I was heartened and reassured by the feeling of growing confidence at this year’s CYBERUK in the heart of Manchester last week.
The lively buzz of conversation around the main hall, the thought-provoking presentations in every track, the keynotes and panels, the cyber games… Everywhere you looked there were new ideas being discussed, old problems being tackled and partnerships being forged. The UK cyber security community has become just that, a group of people working together for a common goal: the security and prosperity of our country.
All this is just as well because, as the talks in our Vulnerabilities Track clearly demonstrated, cyber threats continue to proliferate. We will need to make use of every resource if we’re going to match and overtake the pace at which our adversaries are evolving. That means, naturally, that we need to tap the resources of our very diverse nation. I’m glad to say that the diversity pledges we’ve seen at the conference this year promise a future where we draw on the strengths of our people, regardless of their appearance or beliefs but instead purely by ability.
That confidence I mentioned earlier is tempered by a healthy dose of pragmatism. We understand there’s much still to do in the field of cyber security but we’ve rolled our sleeves up and we’re getting on with it. Director GCHQ Jeremy Fleming’s announcement at the event, that we are taking the fight to the terrorists who use the internet to propagate their agenda, is powerful evidence of this.
Meanwhile, the tracks at this year's event show that we’re busy refining our concepts, developing our expertise, and bringing clarity to our discipline.
Whole System Security emphasised the need to take a holistic approach to security, bringing in expertise from other disciplines, learning through a diversity of experience. Busting myths and bringing the domestic Internet of Things into focus, the Mitigations Track gave us all something to think about.
Detect and defend, meanwhile, delivered some valuable insights into how we can catch and mitigate real-world cyber attacks though effective monitoring. This track also examined high profile incidents such as WannaCry and NotPetya, and looked to the future, predicting the continued rise of such things as crypto-jacking and ‘cyber crime as a service’.

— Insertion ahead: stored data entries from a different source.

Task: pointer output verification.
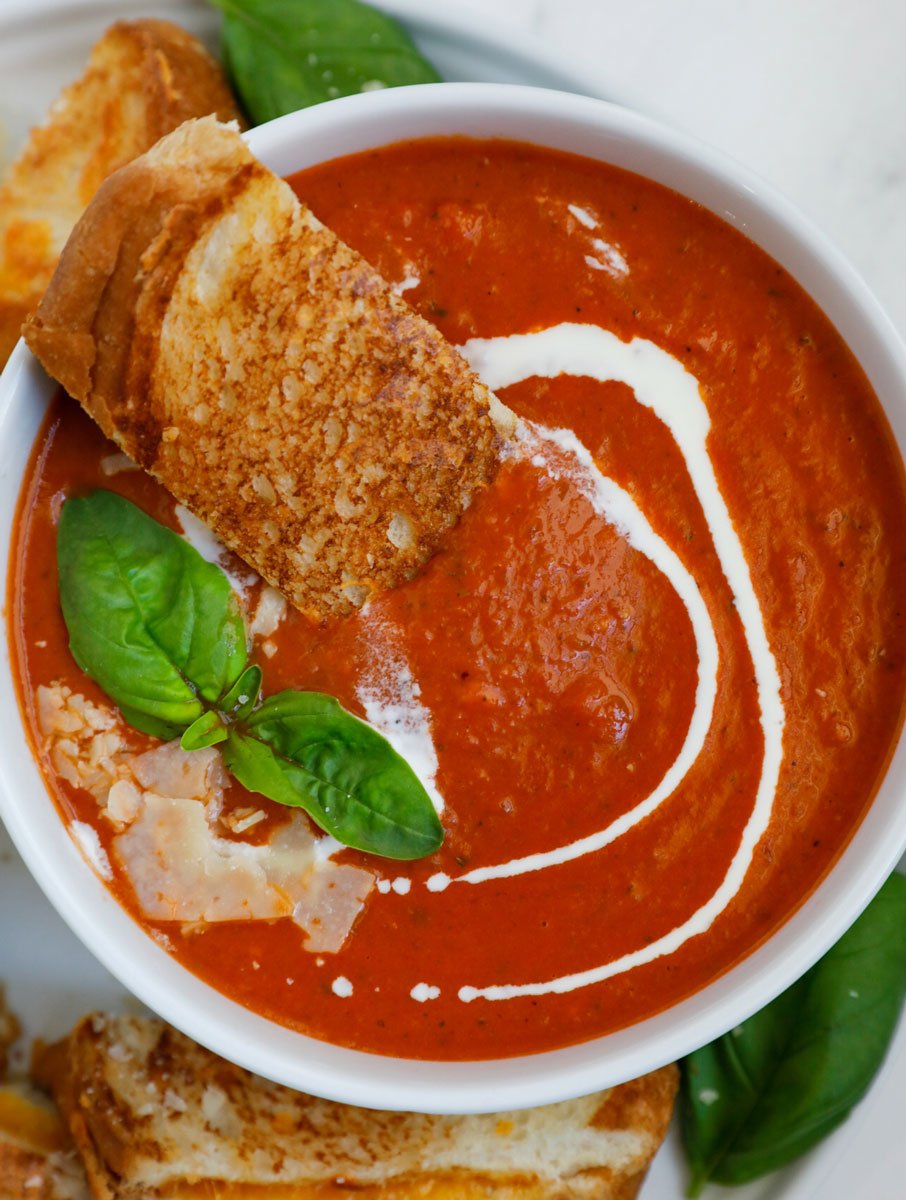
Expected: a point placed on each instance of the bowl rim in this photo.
(565, 121)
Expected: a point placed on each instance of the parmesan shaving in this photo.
(165, 805)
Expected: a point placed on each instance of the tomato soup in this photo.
(654, 676)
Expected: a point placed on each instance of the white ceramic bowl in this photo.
(617, 136)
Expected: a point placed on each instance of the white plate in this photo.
(52, 979)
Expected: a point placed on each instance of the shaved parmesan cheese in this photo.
(165, 804)
(183, 774)
(270, 611)
(181, 870)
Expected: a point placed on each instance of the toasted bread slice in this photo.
(265, 373)
(143, 79)
(157, 1117)
(37, 1159)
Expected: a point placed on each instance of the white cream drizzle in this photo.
(211, 549)
(391, 699)
(663, 384)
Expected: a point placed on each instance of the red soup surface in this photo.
(663, 653)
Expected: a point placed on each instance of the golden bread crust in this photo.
(143, 79)
(265, 373)
(156, 1116)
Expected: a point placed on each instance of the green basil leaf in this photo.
(243, 696)
(208, 731)
(288, 54)
(303, 749)
(149, 619)
(768, 1091)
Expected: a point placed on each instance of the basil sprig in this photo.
(162, 633)
(288, 54)
(772, 1089)
(301, 748)
(150, 621)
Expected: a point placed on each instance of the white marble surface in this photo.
(811, 94)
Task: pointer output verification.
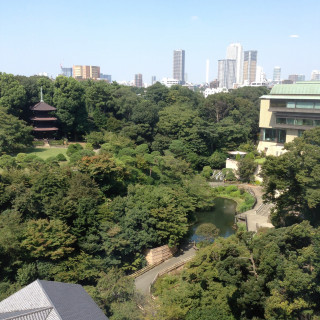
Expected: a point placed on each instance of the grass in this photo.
(45, 153)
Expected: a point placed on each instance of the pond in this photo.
(222, 216)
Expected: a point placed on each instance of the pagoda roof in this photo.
(42, 106)
(45, 129)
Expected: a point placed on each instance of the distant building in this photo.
(296, 77)
(286, 112)
(250, 66)
(315, 75)
(138, 80)
(235, 52)
(106, 77)
(168, 82)
(226, 73)
(85, 72)
(276, 74)
(67, 72)
(210, 91)
(153, 80)
(179, 66)
(50, 300)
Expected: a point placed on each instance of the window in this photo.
(304, 104)
(281, 120)
(281, 136)
(269, 134)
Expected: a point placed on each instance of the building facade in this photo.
(85, 72)
(249, 66)
(286, 112)
(227, 73)
(235, 52)
(179, 65)
(277, 74)
(138, 80)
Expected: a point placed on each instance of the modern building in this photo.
(296, 77)
(235, 52)
(43, 120)
(85, 72)
(138, 80)
(179, 66)
(106, 77)
(49, 300)
(277, 74)
(168, 82)
(249, 66)
(315, 75)
(227, 73)
(67, 72)
(286, 112)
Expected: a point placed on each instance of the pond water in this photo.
(222, 216)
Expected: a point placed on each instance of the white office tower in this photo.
(235, 52)
(226, 73)
(277, 74)
(260, 75)
(207, 70)
(179, 65)
(315, 75)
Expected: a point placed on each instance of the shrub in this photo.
(61, 157)
(75, 147)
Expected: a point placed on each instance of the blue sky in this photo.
(128, 37)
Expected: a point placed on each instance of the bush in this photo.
(61, 157)
(56, 142)
(73, 148)
(80, 154)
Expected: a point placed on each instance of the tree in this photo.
(14, 133)
(246, 169)
(292, 180)
(68, 98)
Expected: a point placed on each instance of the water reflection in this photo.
(222, 216)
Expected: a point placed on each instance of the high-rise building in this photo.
(296, 77)
(138, 80)
(226, 73)
(276, 74)
(86, 72)
(249, 66)
(235, 52)
(315, 75)
(179, 65)
(66, 72)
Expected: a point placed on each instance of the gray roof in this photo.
(52, 301)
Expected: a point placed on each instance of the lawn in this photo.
(45, 153)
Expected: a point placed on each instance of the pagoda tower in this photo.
(43, 120)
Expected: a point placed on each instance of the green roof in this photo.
(299, 88)
(291, 97)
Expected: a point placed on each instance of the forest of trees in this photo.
(88, 220)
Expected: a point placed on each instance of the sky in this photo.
(139, 36)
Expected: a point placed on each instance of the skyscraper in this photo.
(179, 65)
(277, 74)
(138, 80)
(226, 73)
(235, 52)
(250, 66)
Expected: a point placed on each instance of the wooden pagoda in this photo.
(43, 120)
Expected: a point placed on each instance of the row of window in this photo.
(298, 122)
(295, 104)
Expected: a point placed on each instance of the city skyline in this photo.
(204, 32)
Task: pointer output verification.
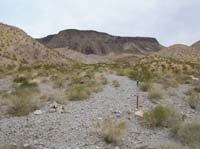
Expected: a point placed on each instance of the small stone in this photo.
(37, 112)
(60, 109)
(26, 145)
(139, 114)
(52, 110)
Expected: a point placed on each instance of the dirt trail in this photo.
(74, 129)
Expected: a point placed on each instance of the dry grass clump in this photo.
(77, 92)
(115, 83)
(172, 146)
(155, 94)
(20, 104)
(21, 83)
(145, 86)
(170, 82)
(188, 133)
(111, 129)
(160, 115)
(194, 100)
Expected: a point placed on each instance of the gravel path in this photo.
(74, 129)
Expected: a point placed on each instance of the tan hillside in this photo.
(123, 58)
(99, 43)
(17, 46)
(196, 45)
(181, 52)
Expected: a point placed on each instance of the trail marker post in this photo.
(137, 94)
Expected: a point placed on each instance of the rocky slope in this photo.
(182, 52)
(18, 47)
(93, 42)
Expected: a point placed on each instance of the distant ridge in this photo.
(94, 42)
(18, 47)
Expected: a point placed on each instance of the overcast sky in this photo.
(170, 21)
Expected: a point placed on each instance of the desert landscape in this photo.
(74, 90)
(103, 74)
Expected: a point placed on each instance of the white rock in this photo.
(194, 78)
(139, 114)
(37, 112)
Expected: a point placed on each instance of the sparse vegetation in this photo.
(160, 115)
(194, 100)
(155, 94)
(21, 104)
(115, 83)
(111, 129)
(188, 133)
(77, 92)
(145, 86)
(172, 146)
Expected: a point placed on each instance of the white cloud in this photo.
(169, 21)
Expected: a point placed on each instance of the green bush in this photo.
(194, 100)
(145, 86)
(21, 104)
(171, 146)
(188, 133)
(22, 84)
(155, 94)
(111, 129)
(115, 83)
(160, 116)
(77, 92)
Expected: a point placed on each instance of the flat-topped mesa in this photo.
(93, 42)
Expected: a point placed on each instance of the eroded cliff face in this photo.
(93, 42)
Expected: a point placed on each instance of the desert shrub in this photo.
(170, 82)
(21, 104)
(103, 80)
(111, 129)
(171, 146)
(188, 133)
(155, 94)
(22, 83)
(115, 83)
(160, 116)
(194, 100)
(197, 89)
(77, 92)
(145, 86)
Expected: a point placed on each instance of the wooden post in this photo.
(137, 104)
(137, 95)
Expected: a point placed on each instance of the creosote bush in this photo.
(115, 83)
(145, 86)
(111, 129)
(155, 94)
(188, 133)
(77, 92)
(171, 146)
(21, 104)
(194, 100)
(160, 115)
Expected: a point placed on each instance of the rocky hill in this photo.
(93, 42)
(18, 47)
(182, 52)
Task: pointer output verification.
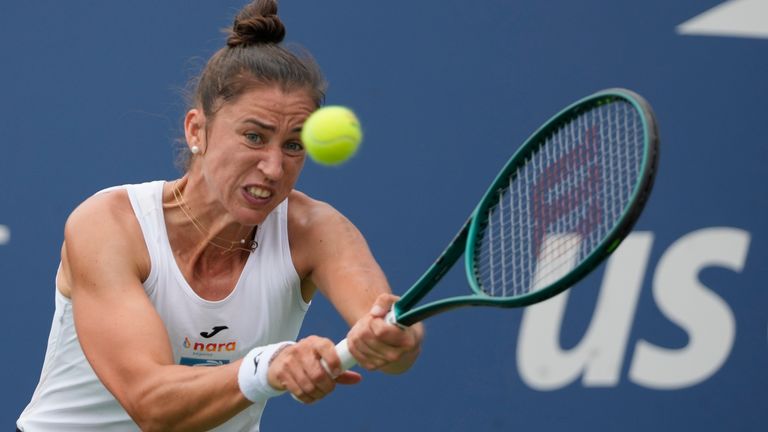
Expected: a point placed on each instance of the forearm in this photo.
(185, 398)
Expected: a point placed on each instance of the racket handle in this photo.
(342, 350)
(347, 361)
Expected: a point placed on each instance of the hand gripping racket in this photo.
(560, 206)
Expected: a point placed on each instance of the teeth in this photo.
(259, 192)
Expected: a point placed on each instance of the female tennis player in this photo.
(214, 269)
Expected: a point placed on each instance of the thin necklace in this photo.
(252, 244)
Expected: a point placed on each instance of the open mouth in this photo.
(258, 192)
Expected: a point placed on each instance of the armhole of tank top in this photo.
(137, 203)
(295, 281)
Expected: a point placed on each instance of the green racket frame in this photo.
(405, 310)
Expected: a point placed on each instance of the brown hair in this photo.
(254, 56)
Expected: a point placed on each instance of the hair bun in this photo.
(257, 23)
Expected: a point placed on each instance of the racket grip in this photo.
(342, 350)
(347, 361)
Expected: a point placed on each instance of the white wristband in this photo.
(252, 376)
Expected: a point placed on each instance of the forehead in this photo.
(272, 102)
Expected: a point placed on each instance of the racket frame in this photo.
(405, 310)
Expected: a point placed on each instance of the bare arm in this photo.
(340, 264)
(121, 334)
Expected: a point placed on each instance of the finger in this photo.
(349, 378)
(329, 359)
(317, 382)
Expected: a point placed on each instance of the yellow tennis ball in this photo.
(331, 135)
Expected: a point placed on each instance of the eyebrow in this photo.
(267, 126)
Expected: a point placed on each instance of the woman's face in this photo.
(251, 152)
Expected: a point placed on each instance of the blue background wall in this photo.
(446, 90)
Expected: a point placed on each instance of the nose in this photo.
(271, 164)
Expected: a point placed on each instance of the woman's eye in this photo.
(294, 146)
(254, 138)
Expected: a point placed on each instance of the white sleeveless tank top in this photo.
(265, 307)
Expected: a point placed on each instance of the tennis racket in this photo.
(559, 207)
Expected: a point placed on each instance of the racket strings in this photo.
(555, 209)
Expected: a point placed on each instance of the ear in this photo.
(194, 129)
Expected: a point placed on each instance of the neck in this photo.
(206, 223)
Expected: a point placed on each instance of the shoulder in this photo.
(305, 212)
(105, 210)
(105, 224)
(316, 230)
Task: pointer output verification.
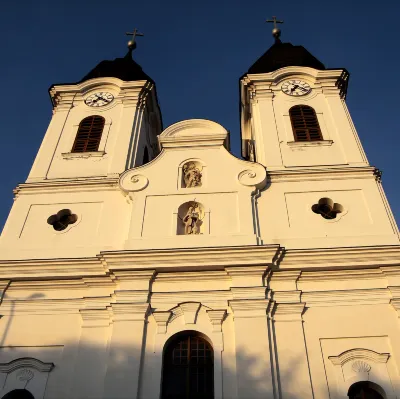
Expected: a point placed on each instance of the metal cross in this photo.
(275, 21)
(132, 42)
(276, 32)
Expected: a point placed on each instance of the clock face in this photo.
(296, 87)
(99, 99)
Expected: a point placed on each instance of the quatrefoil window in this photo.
(62, 219)
(327, 208)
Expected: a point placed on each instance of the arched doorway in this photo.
(188, 367)
(18, 394)
(365, 390)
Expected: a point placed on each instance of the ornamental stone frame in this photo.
(25, 373)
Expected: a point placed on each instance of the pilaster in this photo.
(253, 359)
(91, 360)
(291, 351)
(129, 315)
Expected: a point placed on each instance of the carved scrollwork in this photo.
(136, 182)
(25, 375)
(359, 366)
(253, 177)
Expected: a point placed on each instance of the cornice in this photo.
(249, 308)
(26, 362)
(210, 276)
(345, 257)
(322, 173)
(347, 297)
(42, 306)
(192, 258)
(50, 186)
(36, 268)
(342, 275)
(354, 354)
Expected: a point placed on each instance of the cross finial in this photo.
(132, 42)
(276, 32)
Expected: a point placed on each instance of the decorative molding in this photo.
(359, 366)
(77, 155)
(288, 311)
(305, 144)
(67, 185)
(193, 133)
(359, 354)
(190, 310)
(248, 276)
(25, 375)
(162, 319)
(249, 308)
(216, 318)
(131, 181)
(26, 362)
(248, 292)
(353, 297)
(128, 311)
(246, 256)
(95, 318)
(321, 173)
(254, 177)
(349, 257)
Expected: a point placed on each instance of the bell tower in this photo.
(322, 191)
(102, 125)
(293, 111)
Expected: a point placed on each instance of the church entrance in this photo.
(188, 368)
(365, 390)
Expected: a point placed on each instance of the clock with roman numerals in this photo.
(296, 87)
(99, 99)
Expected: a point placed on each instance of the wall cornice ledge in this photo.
(345, 257)
(192, 258)
(347, 297)
(46, 186)
(23, 362)
(38, 268)
(321, 173)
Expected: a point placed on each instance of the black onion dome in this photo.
(281, 55)
(122, 68)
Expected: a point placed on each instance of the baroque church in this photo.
(143, 262)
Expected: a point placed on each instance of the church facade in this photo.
(142, 262)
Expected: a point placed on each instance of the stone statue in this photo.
(192, 219)
(191, 175)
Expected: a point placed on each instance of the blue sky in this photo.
(195, 51)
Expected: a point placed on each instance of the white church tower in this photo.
(138, 262)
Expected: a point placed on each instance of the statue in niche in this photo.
(192, 219)
(191, 175)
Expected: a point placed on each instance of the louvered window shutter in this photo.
(89, 134)
(305, 123)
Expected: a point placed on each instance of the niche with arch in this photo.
(192, 174)
(188, 367)
(191, 218)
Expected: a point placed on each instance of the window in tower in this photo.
(62, 219)
(327, 208)
(89, 134)
(188, 367)
(305, 123)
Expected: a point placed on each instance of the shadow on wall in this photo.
(94, 367)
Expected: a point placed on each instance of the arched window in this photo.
(145, 156)
(365, 390)
(18, 394)
(188, 368)
(305, 123)
(89, 134)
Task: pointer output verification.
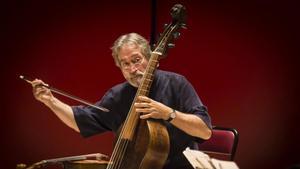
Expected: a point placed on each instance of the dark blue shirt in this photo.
(168, 88)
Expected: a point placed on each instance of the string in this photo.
(121, 144)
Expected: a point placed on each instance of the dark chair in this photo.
(222, 144)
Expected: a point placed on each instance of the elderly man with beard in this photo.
(172, 98)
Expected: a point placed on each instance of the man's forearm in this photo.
(192, 125)
(64, 112)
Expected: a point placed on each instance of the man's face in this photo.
(132, 63)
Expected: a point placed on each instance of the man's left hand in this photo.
(149, 108)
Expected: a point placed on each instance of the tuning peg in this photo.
(183, 25)
(176, 35)
(171, 45)
(165, 25)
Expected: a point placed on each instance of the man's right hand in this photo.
(40, 92)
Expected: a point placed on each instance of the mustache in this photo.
(139, 74)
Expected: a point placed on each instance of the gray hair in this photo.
(131, 38)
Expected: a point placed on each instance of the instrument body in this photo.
(144, 144)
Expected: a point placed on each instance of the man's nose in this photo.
(133, 68)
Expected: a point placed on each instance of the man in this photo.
(172, 98)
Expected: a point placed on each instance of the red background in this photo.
(242, 59)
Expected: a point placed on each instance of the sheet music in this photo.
(200, 160)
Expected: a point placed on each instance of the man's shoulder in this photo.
(162, 74)
(121, 86)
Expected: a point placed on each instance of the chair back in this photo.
(222, 144)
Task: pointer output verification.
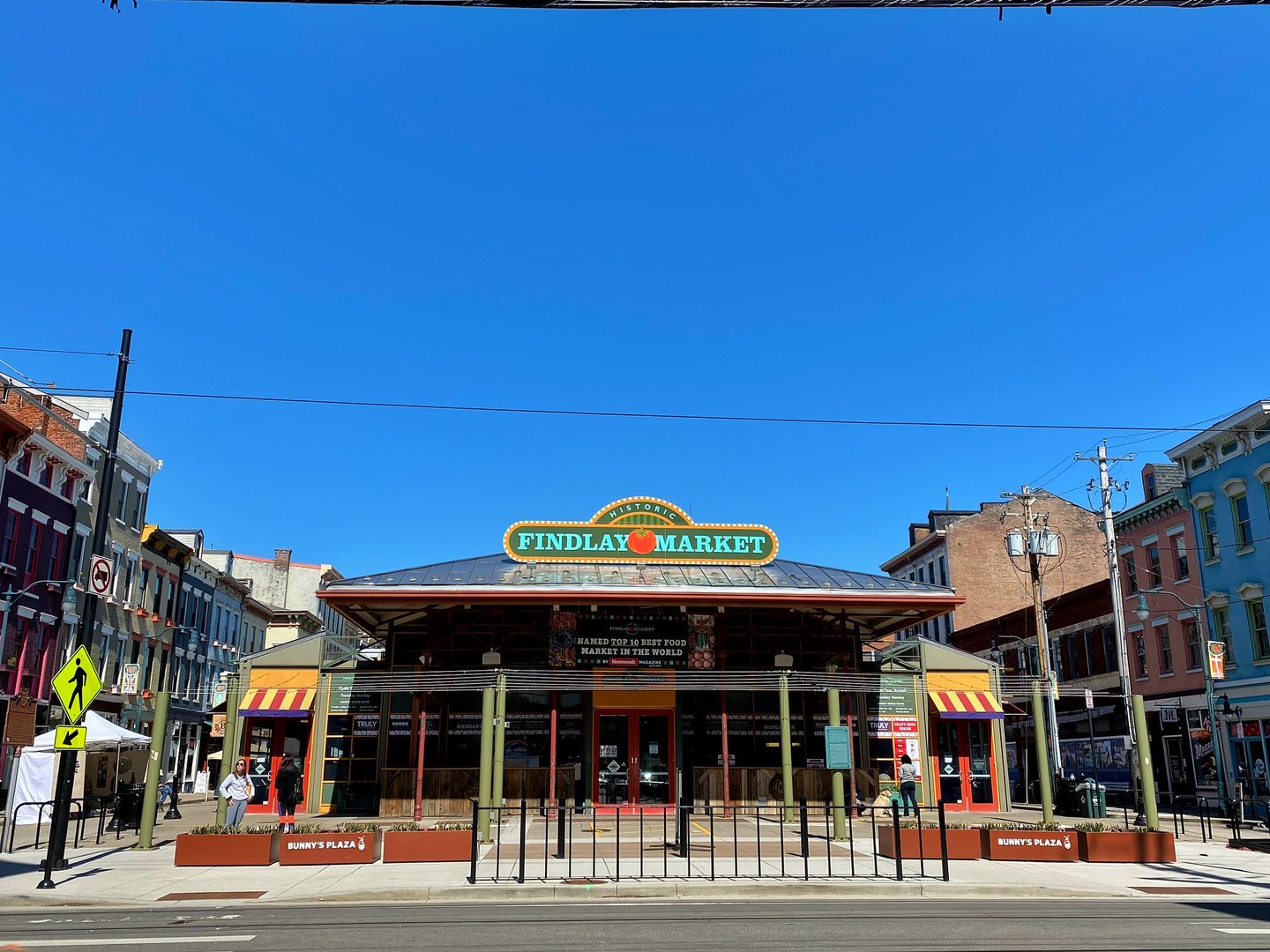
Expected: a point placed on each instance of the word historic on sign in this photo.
(641, 530)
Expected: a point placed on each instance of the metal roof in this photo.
(499, 570)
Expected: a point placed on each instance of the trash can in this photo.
(1065, 795)
(127, 810)
(1091, 800)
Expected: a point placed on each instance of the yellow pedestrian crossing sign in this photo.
(70, 736)
(77, 684)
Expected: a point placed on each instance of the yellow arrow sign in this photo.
(77, 684)
(70, 736)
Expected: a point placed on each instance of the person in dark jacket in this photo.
(288, 786)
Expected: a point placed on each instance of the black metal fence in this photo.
(598, 844)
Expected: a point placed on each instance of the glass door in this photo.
(949, 762)
(612, 759)
(634, 759)
(983, 791)
(654, 761)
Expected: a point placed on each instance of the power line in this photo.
(614, 414)
(54, 351)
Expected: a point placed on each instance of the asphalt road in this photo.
(1050, 926)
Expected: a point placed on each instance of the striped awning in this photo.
(277, 703)
(967, 704)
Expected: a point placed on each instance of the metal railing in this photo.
(81, 809)
(684, 842)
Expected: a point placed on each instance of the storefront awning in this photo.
(967, 704)
(277, 703)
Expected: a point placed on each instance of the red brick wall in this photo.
(49, 421)
(995, 584)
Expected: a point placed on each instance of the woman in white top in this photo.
(908, 782)
(236, 788)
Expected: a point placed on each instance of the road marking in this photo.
(138, 941)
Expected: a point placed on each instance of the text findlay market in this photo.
(631, 678)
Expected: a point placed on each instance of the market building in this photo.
(644, 659)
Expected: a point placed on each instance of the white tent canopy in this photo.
(34, 782)
(101, 735)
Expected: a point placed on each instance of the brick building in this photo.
(967, 551)
(41, 479)
(1154, 541)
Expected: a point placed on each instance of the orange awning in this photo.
(967, 704)
(277, 703)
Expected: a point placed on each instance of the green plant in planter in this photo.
(213, 830)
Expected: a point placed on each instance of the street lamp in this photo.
(1198, 609)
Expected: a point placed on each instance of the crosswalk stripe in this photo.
(136, 941)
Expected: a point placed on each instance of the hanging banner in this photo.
(1215, 660)
(631, 640)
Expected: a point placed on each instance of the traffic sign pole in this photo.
(65, 788)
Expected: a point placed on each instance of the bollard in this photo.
(944, 842)
(804, 842)
(521, 877)
(900, 851)
(921, 843)
(710, 814)
(471, 876)
(758, 841)
(807, 844)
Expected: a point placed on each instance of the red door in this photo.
(966, 764)
(634, 756)
(268, 740)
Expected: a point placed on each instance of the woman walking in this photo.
(236, 788)
(908, 782)
(290, 788)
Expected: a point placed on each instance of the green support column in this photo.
(149, 802)
(836, 786)
(787, 752)
(1042, 767)
(499, 739)
(487, 750)
(1148, 777)
(228, 747)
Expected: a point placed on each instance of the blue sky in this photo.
(833, 213)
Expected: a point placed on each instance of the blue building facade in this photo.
(1227, 471)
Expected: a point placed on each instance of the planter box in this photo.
(1127, 847)
(227, 850)
(429, 847)
(1030, 845)
(963, 844)
(331, 848)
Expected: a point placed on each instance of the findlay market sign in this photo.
(641, 530)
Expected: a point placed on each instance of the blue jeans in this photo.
(908, 795)
(234, 813)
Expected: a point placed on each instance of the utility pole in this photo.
(1036, 544)
(1122, 640)
(65, 788)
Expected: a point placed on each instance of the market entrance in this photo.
(634, 756)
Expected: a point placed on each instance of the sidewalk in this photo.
(116, 874)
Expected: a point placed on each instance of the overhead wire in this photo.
(605, 414)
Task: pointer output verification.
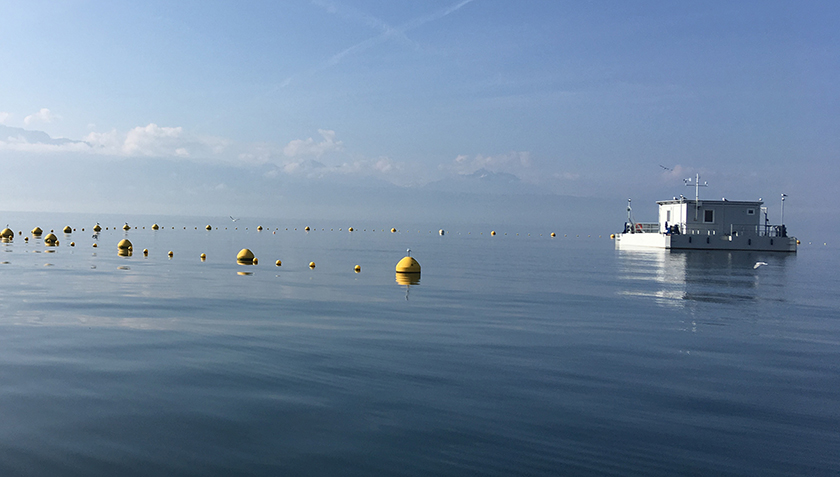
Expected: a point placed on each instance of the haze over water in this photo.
(514, 355)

Due to the constant stream of worrying data breaches and other incidents, people are becoming more and more aware of just how important cyber security is. You can’t have privacy without security. Everyone at CYBERUK: delegates, sponsors, exhibitors and NCSC staff are all working hard to give us a world where security, privacy and prosperity are possible. And for that, as well as a fantastic conference in Manchester, I thank you.